An unapologetic secular humanist (“democracy
can only thrive where there is separation of church and state” he said),
Benmalek is glum about Algeria’s current path. The violence has abated. The
pouvoir—the secretive shifting clans of military and political bosses who
run the country as their private fief—achieved their aims during the violence:
They cling to power, while in the public sphere the Islamist agenda
advances. He listed the signs: The firing of TV news show producers who dared
display the Danish cartoons; the introduction of the call to prayer five times a
day on radio and TV; the many women wearing headscarves at his hometown
university, and most egregious, Algeria’s latest amnesty law, decreed last
winter, that pardons crimes committed by state agents and most Islamist rebels
in the course of the recent “national tragedy” (the official euphemism ) and
even makes it a crime to write or speak publicly about it “in a way that could
tarnish the country’s international image.”

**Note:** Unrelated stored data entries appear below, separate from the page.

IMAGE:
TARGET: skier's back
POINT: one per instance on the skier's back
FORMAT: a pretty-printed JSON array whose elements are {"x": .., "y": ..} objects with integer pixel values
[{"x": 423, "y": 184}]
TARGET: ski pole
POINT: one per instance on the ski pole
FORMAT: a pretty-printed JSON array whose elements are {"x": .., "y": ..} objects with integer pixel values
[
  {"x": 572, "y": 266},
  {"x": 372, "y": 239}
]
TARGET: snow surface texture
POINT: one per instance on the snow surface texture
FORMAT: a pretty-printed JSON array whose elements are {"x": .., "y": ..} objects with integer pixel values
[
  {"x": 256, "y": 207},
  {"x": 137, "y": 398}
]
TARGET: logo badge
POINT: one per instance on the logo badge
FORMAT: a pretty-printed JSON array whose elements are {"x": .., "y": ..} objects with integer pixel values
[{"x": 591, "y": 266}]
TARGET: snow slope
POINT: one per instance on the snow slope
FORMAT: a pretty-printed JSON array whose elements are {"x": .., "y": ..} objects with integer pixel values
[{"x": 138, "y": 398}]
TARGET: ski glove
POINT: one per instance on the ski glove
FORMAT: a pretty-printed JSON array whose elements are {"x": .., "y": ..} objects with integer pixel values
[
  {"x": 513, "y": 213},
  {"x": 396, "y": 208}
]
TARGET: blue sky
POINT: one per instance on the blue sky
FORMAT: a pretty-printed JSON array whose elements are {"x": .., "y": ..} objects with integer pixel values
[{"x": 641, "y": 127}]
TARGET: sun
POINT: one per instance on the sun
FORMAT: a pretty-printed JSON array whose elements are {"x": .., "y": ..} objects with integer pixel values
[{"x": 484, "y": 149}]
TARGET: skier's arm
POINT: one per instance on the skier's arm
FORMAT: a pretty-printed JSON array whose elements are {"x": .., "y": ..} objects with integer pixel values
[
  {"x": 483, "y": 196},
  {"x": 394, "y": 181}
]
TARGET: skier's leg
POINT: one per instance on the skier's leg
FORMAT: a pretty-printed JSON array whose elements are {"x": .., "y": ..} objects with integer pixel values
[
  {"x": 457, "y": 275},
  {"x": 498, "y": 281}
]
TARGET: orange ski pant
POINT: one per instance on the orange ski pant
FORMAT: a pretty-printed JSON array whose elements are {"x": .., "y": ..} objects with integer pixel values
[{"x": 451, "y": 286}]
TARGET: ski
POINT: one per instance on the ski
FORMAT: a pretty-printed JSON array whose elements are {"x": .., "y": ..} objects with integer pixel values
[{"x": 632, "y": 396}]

“We’re not Rwanda with its commission,” Benmalek conceded, “although there was something genocidal in the slaughter of children, but there has to be some way of saying in the simplest language: This was good, this was bad. And since the amnesty deadline keeps being extended, they get away with it.”
His latest novel, the picaresque, sprawling, O Maria (Fayard 2006) is about the loss of Andalusia, which for Benmalek is less a place than a concept, that of religious tolerance. The andalusian dream died in 1610 with the deportation of half million or more crypto-Muslims from Catholic Spain to North Africa in leaky ships. The novel includes eyewitness testimony from a contemporary Catholic bishop, “overcome with emotion” at the sight of passive crowds herded onto the docks, like “lambs to the slaughter” The bishop felt, however, that it was his religious duty to suppress his human feelings.
“It’s a historical novel but a modern book,” Benmalek told me. Too modern apparently for Algeria, where right now “it’s almost impossible to discuss the place of religion in society.” The novel will not be published there any time soon.
Suzanne Ruta writes frequently about world literature.